Word is, this four-stroke  little-engine-that-could, at 399 cc, puts out 74 horsepower at 13.5k rpm and 32.5 pound-feet of torque just before that, at 12k. Its big bore and short stroke allow for a very high redline. Note that when I say “big bore” here it’s 59 mm, about the size of a lime slice. Its finger-follower valve gears (instead of shim and bucket) allow for a more compact head design, less moving weight and a more aggressive cam profile. This means that higher redline engine remains reliable. Side note: If someone out there has done a valve clearance check and shim replacement on a finger-follower design I’d love to hear all about it.

The Tiny Inline Four Experience

If you’ve been riding a while you probably remember the small-displacement inline fours of our youth, and maybe you rode one. Their high redline, tiny flywheels and bottlecap pistons meant they were real screamers. It always took a moment, especially if you also had something with, for instance, a V-twin in the stable, to remember the little four loved to be wound up. You weren’t hurting it, those were screams of pleasure coming from between your legs. And yes, if you’ve never ridden a tiny-displacement inline-four racing motorcycle, go find someone who still owns a Bandit 400, or a CBR400R, or a FZR400, and will let you ride it for a day.

Even Smaller?

There are places in the world (like the Asian market) where even a 400cc motorcycle is too big. It’s not the displacement, apparently; it’s the tax and licensing burden. Enter Kawasaki’s new(ish) ZX25R. Similarly to the Colove powerplant, it sports an inline four, but this one’s even tinier at 250cc. The engine internals must be breathtakingly adorable.

Here’s a fabulous video that’s mostly motorcycle noises. Keep in mind that the bike has a Yoshimura exhaust mounted. Still, with its 17,000RPM redline, it is reminiscent of 2-stroke MotoGP bikes of old. If these noises don’t give you a shiver, I’m going to recommend you dig up some early MotoGP videos to watch. 

Can I Buy One?

These little fours are currently restricted to Asian markets, and North America won’t see them anytime soon. The preponderance of twins in today’s markets isn’t a bad thing, though. All of us have an embarrassment of riches in the sheer variety of bikes available right now. But tiny-displacement bikes are their own kind of fun, and entirely different from anything else. Their unique internal combustion symphony remains unreplicated, and their extremely zippy engines reward precise shifts.

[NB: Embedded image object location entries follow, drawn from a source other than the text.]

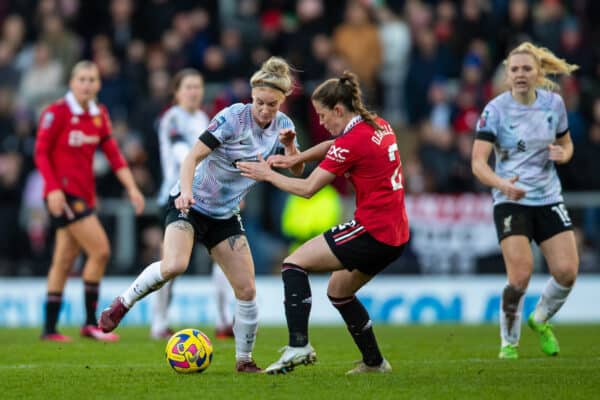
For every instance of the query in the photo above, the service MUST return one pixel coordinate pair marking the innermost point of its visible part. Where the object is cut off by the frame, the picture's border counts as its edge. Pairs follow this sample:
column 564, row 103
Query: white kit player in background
column 528, row 130
column 204, row 205
column 178, row 131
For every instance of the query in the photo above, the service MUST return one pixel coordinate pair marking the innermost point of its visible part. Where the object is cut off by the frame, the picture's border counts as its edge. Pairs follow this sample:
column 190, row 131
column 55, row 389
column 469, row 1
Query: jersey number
column 396, row 178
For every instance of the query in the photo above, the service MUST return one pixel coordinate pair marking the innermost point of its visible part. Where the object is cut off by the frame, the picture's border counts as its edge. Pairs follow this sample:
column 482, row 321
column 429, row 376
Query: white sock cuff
column 558, row 286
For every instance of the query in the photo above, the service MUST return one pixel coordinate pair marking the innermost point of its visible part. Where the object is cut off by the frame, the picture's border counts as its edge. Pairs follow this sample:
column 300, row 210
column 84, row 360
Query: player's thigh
column 344, row 283
column 560, row 252
column 66, row 249
column 315, row 255
column 518, row 259
column 90, row 235
column 234, row 256
column 177, row 247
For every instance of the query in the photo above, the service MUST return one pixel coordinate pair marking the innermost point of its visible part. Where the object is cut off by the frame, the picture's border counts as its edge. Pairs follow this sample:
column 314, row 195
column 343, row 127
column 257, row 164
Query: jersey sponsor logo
column 337, row 153
column 482, row 123
column 379, row 134
column 508, row 224
column 78, row 139
column 47, row 120
column 215, row 123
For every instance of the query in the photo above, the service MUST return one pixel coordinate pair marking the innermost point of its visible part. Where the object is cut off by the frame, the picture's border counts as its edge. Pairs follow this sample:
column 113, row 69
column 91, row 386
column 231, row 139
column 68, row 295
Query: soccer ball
column 188, row 351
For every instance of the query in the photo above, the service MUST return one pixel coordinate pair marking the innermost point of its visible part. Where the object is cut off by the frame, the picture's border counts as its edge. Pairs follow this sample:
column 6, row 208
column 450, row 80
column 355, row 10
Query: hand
column 286, row 137
column 56, row 202
column 510, row 190
column 557, row 153
column 281, row 161
column 184, row 202
column 258, row 171
column 137, row 200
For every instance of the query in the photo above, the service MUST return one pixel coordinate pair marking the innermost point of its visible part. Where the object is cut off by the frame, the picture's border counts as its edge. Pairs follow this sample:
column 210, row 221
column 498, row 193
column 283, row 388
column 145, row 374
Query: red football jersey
column 370, row 159
column 67, row 139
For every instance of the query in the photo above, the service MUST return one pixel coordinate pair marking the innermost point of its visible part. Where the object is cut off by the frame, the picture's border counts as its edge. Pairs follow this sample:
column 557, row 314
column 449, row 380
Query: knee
column 171, row 268
column 101, row 255
column 566, row 276
column 246, row 292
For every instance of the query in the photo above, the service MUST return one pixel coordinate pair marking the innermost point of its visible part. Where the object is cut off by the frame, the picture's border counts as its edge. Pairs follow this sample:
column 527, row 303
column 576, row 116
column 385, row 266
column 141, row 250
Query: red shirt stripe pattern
column 67, row 139
column 370, row 159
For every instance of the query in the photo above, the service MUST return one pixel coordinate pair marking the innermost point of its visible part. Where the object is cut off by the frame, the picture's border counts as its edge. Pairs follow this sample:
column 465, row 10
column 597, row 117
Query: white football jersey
column 177, row 127
column 218, row 187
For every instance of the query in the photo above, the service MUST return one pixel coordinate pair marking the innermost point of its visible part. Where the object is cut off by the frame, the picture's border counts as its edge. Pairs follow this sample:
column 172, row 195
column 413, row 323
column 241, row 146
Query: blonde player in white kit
column 528, row 130
column 177, row 134
column 204, row 206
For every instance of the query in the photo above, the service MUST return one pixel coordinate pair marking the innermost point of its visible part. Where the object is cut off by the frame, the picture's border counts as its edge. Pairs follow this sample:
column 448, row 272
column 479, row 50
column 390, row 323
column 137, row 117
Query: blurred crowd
column 428, row 67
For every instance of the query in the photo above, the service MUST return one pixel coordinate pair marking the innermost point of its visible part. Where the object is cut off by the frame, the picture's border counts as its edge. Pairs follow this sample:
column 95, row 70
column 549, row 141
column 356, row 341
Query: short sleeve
column 487, row 124
column 222, row 126
column 285, row 122
column 561, row 111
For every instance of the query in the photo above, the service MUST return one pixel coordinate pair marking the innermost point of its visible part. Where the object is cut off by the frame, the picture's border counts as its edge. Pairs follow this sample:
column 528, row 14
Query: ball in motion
column 188, row 351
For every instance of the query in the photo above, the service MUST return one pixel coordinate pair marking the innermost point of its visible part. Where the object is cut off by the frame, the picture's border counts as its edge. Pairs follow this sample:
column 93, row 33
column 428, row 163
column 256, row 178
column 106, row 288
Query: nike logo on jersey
column 337, row 154
column 78, row 139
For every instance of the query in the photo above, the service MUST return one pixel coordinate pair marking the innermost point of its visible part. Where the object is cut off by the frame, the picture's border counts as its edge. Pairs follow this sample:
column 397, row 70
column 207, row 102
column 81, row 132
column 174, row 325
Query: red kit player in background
column 68, row 134
column 364, row 151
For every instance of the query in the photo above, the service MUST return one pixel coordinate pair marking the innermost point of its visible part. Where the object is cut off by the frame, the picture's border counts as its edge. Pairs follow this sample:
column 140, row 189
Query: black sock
column 91, row 302
column 298, row 302
column 53, row 303
column 359, row 325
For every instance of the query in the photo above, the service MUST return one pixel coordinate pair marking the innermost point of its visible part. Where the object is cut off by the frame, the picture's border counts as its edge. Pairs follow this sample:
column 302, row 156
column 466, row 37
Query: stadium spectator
column 178, row 132
column 366, row 152
column 204, row 206
column 69, row 132
column 528, row 129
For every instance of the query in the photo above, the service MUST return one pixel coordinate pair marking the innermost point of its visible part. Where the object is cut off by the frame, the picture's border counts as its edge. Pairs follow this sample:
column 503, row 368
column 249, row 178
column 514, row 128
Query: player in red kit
column 364, row 151
column 68, row 134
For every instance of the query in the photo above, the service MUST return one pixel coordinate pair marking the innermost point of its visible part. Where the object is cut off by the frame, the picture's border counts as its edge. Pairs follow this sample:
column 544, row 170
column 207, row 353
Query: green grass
column 432, row 362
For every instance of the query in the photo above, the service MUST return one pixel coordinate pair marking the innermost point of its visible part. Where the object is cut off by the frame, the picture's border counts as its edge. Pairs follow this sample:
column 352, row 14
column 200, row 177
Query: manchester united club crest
column 78, row 206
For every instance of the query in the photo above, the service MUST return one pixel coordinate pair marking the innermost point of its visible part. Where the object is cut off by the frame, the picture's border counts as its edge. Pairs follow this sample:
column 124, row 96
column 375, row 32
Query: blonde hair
column 547, row 62
column 346, row 91
column 84, row 64
column 275, row 74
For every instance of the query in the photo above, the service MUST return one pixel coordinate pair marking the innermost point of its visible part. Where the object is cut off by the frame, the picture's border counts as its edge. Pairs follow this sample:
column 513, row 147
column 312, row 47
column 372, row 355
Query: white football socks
column 552, row 299
column 513, row 335
column 147, row 282
column 245, row 325
column 160, row 309
column 224, row 297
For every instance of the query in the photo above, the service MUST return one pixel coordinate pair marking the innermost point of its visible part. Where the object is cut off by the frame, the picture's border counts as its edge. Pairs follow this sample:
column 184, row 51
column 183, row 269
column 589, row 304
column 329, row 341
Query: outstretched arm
column 315, row 153
column 562, row 150
column 186, row 175
column 306, row 187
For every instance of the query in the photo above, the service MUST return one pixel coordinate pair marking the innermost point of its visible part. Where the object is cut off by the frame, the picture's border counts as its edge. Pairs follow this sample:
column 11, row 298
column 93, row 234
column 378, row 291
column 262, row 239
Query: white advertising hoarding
column 389, row 299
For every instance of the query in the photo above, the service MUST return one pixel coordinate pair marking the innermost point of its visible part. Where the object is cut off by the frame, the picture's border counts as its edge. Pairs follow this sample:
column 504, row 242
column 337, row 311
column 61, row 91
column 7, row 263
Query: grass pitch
column 430, row 362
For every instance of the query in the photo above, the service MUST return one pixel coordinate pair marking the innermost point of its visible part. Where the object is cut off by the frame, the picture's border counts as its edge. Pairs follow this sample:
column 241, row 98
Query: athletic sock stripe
column 289, row 266
column 357, row 232
column 340, row 301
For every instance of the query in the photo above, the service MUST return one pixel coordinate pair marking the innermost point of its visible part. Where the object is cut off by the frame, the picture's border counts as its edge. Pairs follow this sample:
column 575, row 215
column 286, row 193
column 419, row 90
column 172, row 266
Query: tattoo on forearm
column 237, row 242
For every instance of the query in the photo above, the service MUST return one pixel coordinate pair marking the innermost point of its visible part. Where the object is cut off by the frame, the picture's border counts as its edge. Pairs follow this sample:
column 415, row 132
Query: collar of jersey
column 76, row 108
column 353, row 122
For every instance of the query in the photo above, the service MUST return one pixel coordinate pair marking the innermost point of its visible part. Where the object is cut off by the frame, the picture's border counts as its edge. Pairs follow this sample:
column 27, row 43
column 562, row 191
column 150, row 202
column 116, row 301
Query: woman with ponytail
column 204, row 205
column 527, row 128
column 365, row 151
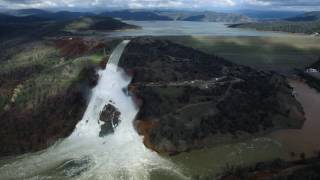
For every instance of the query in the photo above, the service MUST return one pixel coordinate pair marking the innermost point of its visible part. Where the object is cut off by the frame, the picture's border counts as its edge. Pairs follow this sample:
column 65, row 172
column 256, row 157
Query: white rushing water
column 85, row 155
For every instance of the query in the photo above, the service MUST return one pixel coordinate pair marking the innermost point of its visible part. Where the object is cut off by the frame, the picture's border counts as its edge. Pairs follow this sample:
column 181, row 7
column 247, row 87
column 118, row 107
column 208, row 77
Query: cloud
column 189, row 4
column 119, row 3
column 293, row 4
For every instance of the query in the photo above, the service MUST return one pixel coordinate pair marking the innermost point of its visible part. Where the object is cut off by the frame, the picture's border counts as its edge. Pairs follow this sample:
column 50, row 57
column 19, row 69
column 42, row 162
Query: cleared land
column 281, row 54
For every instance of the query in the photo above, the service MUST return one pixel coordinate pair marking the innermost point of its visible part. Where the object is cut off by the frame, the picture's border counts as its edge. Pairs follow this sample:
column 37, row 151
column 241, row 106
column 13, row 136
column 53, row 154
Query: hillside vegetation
column 308, row 23
column 44, row 87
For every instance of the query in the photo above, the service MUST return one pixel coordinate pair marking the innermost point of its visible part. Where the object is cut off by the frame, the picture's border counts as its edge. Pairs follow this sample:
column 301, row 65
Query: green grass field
column 281, row 54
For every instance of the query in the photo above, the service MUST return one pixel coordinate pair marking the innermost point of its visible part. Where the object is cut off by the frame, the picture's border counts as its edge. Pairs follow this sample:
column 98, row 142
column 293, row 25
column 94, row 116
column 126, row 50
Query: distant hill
column 136, row 15
column 60, row 15
column 307, row 23
column 208, row 16
column 34, row 27
column 309, row 16
column 65, row 15
column 305, row 27
column 97, row 23
column 269, row 15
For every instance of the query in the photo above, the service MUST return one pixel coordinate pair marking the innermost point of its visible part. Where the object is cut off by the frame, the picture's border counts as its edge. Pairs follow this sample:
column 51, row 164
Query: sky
column 295, row 5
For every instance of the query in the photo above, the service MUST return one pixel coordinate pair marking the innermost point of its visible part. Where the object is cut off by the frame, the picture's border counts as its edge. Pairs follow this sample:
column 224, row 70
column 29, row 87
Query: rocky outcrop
column 110, row 116
column 191, row 99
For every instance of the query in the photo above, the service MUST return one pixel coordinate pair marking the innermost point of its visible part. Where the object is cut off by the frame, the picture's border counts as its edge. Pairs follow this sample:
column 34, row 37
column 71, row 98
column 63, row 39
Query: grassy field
column 281, row 54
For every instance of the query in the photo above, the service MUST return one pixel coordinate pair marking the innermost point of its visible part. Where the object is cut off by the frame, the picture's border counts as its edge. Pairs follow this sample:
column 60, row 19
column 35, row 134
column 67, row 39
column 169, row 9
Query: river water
column 86, row 155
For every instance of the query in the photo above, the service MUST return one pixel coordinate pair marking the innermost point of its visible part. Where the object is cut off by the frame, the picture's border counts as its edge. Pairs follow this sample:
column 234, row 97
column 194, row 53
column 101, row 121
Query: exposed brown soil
column 191, row 96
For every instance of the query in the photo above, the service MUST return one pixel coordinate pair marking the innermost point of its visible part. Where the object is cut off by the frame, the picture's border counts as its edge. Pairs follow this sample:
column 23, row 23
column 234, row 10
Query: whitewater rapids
column 85, row 155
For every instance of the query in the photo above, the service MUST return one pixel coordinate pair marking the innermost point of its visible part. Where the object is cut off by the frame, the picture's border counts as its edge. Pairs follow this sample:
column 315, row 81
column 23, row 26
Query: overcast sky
column 306, row 5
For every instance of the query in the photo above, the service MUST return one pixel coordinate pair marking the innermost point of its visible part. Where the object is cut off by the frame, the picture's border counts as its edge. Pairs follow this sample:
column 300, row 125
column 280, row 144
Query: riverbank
column 305, row 140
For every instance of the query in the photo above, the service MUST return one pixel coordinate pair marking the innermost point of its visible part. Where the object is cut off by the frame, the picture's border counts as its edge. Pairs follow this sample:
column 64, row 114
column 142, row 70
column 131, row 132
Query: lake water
column 189, row 28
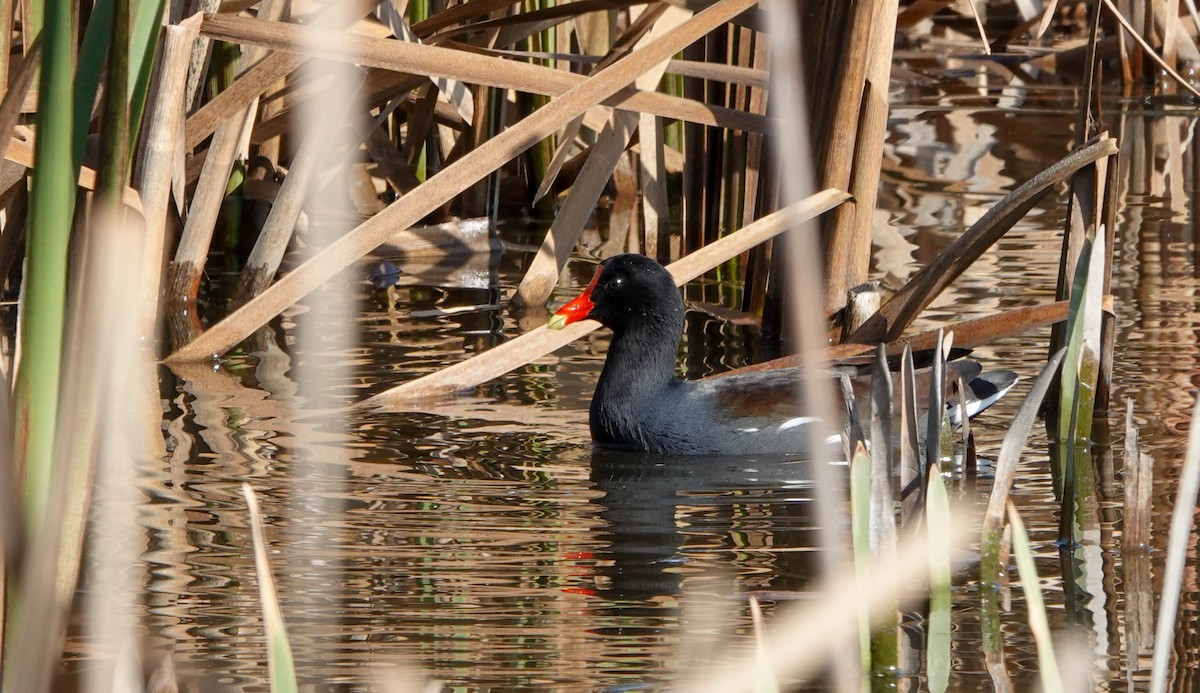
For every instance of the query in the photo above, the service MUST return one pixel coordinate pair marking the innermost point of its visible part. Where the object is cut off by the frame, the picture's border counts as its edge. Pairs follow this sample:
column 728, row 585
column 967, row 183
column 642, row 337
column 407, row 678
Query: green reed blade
column 861, row 540
column 52, row 206
column 279, row 649
column 1048, row 666
column 994, row 517
column 937, row 523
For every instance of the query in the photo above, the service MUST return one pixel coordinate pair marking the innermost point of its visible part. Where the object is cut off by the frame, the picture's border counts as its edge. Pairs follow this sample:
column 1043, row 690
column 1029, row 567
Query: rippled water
column 484, row 543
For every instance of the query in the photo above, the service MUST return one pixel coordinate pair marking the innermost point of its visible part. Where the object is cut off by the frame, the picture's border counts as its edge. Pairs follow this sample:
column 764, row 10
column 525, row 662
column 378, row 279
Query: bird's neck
column 641, row 361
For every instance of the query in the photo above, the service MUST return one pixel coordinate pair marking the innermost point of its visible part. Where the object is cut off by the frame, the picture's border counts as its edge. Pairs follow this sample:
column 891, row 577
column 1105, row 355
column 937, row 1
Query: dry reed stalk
column 295, row 191
column 1135, row 546
column 1108, row 321
column 853, row 134
column 931, row 279
column 6, row 37
column 1084, row 217
column 449, row 182
column 15, row 96
column 539, row 281
column 1177, row 548
column 816, row 632
column 156, row 160
column 253, row 82
column 653, row 178
column 541, row 341
column 198, row 64
column 391, row 12
column 469, row 67
column 186, row 269
column 244, row 90
column 967, row 333
column 1149, row 50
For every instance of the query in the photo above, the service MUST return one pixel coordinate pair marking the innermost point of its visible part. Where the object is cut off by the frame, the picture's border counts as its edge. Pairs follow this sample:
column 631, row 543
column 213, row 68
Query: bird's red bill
column 576, row 309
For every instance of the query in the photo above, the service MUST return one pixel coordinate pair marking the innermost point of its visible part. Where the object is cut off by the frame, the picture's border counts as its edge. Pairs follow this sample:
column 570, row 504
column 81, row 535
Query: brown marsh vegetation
column 148, row 142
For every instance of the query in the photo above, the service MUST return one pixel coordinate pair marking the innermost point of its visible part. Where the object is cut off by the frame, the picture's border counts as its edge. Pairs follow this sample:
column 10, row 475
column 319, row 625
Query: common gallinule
column 641, row 404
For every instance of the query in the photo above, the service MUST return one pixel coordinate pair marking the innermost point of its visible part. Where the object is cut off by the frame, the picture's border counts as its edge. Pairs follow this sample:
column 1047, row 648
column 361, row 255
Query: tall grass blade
column 883, row 517
column 1080, row 367
column 537, row 343
column 1048, row 666
column 931, row 279
column 43, row 307
column 279, row 649
column 1177, row 548
column 912, row 480
column 997, row 502
column 451, row 180
column 861, row 541
column 937, row 523
column 936, row 411
column 1078, row 391
column 144, row 34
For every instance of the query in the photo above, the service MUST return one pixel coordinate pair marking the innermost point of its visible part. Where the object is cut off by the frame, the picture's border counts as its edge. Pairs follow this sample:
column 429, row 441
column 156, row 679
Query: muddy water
column 483, row 543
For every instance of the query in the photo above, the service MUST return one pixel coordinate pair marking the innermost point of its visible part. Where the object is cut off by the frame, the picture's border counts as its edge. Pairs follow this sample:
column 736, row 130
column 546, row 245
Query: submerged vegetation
column 291, row 140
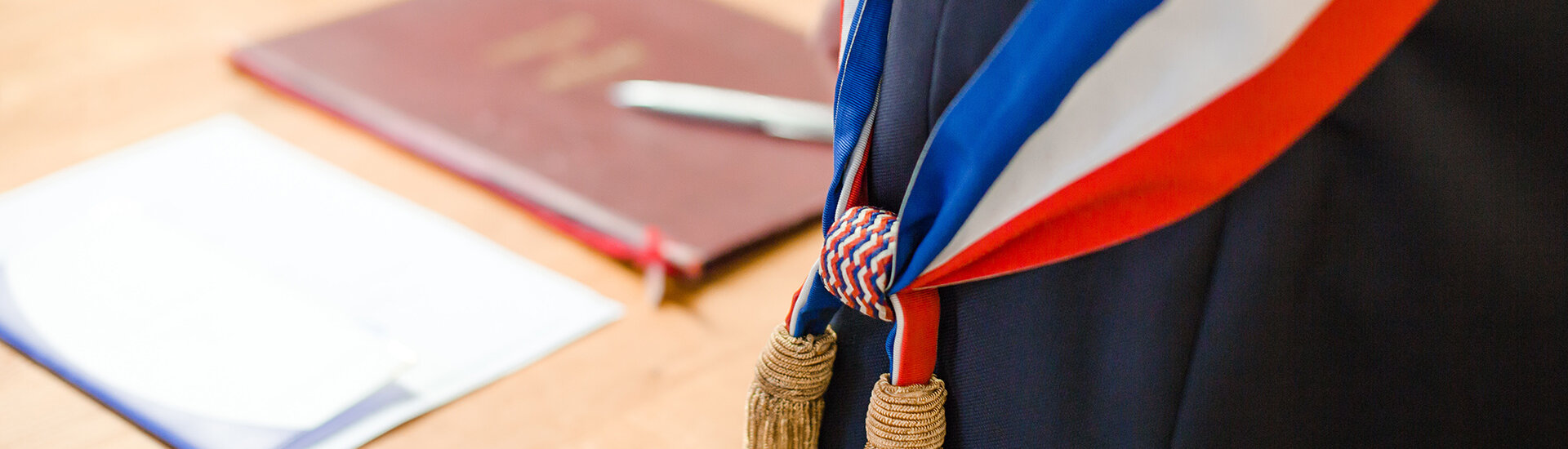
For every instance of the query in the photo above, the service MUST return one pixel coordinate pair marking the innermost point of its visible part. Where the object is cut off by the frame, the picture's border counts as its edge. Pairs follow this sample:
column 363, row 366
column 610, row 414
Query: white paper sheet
column 470, row 309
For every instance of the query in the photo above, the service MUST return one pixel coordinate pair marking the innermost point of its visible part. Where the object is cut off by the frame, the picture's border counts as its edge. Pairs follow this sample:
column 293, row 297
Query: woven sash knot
column 857, row 260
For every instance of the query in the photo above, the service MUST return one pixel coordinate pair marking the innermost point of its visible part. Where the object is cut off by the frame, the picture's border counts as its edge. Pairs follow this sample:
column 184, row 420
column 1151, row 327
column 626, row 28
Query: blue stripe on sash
column 857, row 91
column 1021, row 83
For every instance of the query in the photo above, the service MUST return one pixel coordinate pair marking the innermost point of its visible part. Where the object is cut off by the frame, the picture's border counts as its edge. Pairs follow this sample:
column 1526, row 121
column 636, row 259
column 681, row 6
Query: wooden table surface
column 83, row 78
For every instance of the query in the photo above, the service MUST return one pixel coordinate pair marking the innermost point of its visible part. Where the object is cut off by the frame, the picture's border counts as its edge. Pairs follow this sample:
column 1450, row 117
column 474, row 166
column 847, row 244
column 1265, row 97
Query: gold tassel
column 906, row 416
column 786, row 396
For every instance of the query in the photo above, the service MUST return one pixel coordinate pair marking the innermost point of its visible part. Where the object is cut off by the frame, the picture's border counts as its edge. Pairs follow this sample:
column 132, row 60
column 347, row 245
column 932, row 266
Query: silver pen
column 778, row 117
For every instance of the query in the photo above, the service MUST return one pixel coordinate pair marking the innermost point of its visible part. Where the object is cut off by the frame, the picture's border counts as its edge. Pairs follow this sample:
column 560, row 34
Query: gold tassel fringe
column 786, row 398
column 906, row 416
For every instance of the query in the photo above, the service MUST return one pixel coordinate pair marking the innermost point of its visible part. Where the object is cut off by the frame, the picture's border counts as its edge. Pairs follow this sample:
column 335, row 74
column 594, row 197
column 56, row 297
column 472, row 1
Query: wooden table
column 83, row 78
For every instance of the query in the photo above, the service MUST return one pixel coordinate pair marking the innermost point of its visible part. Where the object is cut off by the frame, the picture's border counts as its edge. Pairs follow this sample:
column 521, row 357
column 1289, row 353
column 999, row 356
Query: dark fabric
column 1399, row 277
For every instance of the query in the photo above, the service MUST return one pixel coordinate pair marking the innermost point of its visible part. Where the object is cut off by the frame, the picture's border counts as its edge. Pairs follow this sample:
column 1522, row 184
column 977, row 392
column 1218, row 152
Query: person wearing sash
column 1186, row 224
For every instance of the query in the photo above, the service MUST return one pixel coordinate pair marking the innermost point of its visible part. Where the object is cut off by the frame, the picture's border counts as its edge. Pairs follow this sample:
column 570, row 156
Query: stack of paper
column 225, row 289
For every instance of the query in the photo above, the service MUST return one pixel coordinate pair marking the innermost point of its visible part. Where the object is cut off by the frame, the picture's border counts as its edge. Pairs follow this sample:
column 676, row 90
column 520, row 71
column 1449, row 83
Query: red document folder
column 513, row 95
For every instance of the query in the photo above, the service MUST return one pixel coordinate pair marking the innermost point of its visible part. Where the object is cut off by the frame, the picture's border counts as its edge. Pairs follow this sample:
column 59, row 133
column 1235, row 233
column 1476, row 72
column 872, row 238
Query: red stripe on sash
column 915, row 352
column 1201, row 158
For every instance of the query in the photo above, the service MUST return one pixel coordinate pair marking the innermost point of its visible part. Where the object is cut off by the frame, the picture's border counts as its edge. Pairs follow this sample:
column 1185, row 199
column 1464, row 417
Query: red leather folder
column 513, row 95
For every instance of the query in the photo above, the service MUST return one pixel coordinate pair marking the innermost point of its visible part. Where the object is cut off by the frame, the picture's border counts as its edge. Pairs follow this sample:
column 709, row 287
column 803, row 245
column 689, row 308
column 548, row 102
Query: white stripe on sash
column 1169, row 64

Will they generate enough interest to make it into the global market? Perhaps Colove’s cute little powerplant will be available as a crate engine, or they’ll supply some other manufacturer with cheap Chinese motors. In the “About Us” section of the Colove website, the company details their beginnings as well as a business partnership with KYMCO, which recently invested heavily in LiveWire. If we can draw a kind-of-straight if slightly-dotted line from Colove in Tibet to Milwaukee, who is to say what’s next?